RCT: Beta-Blocker Interruption Post-Myocardial Infarction Increases Cardiovascular Events Without Improving Quality of Life – N Engl J Med
31 Aug, 2024 | 19:04h | UTCStudy Design and Population: This multicenter, open-label, randomized, noninferiority trial included 3,698 patients across 49 sites in France. Participants had a history of myocardial infarction, a left ventricular ejection fraction of at least 40%, and had not experienced a cardiovascular event in the past six months. The study compared outcomes between patients who either interrupted or continued long-term beta-blocker therapy, with a minimum follow-up of one year.
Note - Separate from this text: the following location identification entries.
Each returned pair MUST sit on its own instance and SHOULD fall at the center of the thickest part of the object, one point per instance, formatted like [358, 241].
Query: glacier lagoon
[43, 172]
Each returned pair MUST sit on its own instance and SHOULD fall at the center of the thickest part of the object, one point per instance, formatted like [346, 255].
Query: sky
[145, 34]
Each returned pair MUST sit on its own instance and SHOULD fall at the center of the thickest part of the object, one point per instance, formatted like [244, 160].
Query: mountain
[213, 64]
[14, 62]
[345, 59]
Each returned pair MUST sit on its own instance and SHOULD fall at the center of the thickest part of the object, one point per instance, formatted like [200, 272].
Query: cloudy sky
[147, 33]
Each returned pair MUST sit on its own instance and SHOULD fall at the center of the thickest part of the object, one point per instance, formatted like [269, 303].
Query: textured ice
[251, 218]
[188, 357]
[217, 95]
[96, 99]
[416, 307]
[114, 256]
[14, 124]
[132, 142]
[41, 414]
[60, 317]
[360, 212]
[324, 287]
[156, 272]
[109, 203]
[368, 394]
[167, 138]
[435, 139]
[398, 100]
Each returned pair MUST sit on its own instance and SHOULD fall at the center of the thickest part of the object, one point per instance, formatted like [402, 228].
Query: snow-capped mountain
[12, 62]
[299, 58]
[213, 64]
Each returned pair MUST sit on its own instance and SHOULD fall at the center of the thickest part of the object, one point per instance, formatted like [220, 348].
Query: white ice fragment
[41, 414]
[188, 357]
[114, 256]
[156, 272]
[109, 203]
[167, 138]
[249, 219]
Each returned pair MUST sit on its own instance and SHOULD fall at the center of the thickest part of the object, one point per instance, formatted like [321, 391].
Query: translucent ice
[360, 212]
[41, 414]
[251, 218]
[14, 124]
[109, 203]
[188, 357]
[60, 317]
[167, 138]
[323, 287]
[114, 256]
Main Findings: Interruption of beta-blocker treatment resulted in a higher incidence of adverse cardiovascular events (23.8%) compared to continuation (21.1%), with a hazard ratio of 1.16 (95% CI, 1.01 to 1.33). The difference did not meet the criteria for noninferiority (P=0.44). Additionally, there was no significant improvement in quality of life among patients who discontinued beta-blockers.
Implications for Practice: The findings suggest that in patients with a history of myocardial infarction and stable cardiovascular health, continuing beta-blocker therapy is preferable to interruption. Discontinuation may increase the risk of adverse cardiovascular outcomes without offering quality of life benefits, supporting the ongoing use of beta-blockers in this population.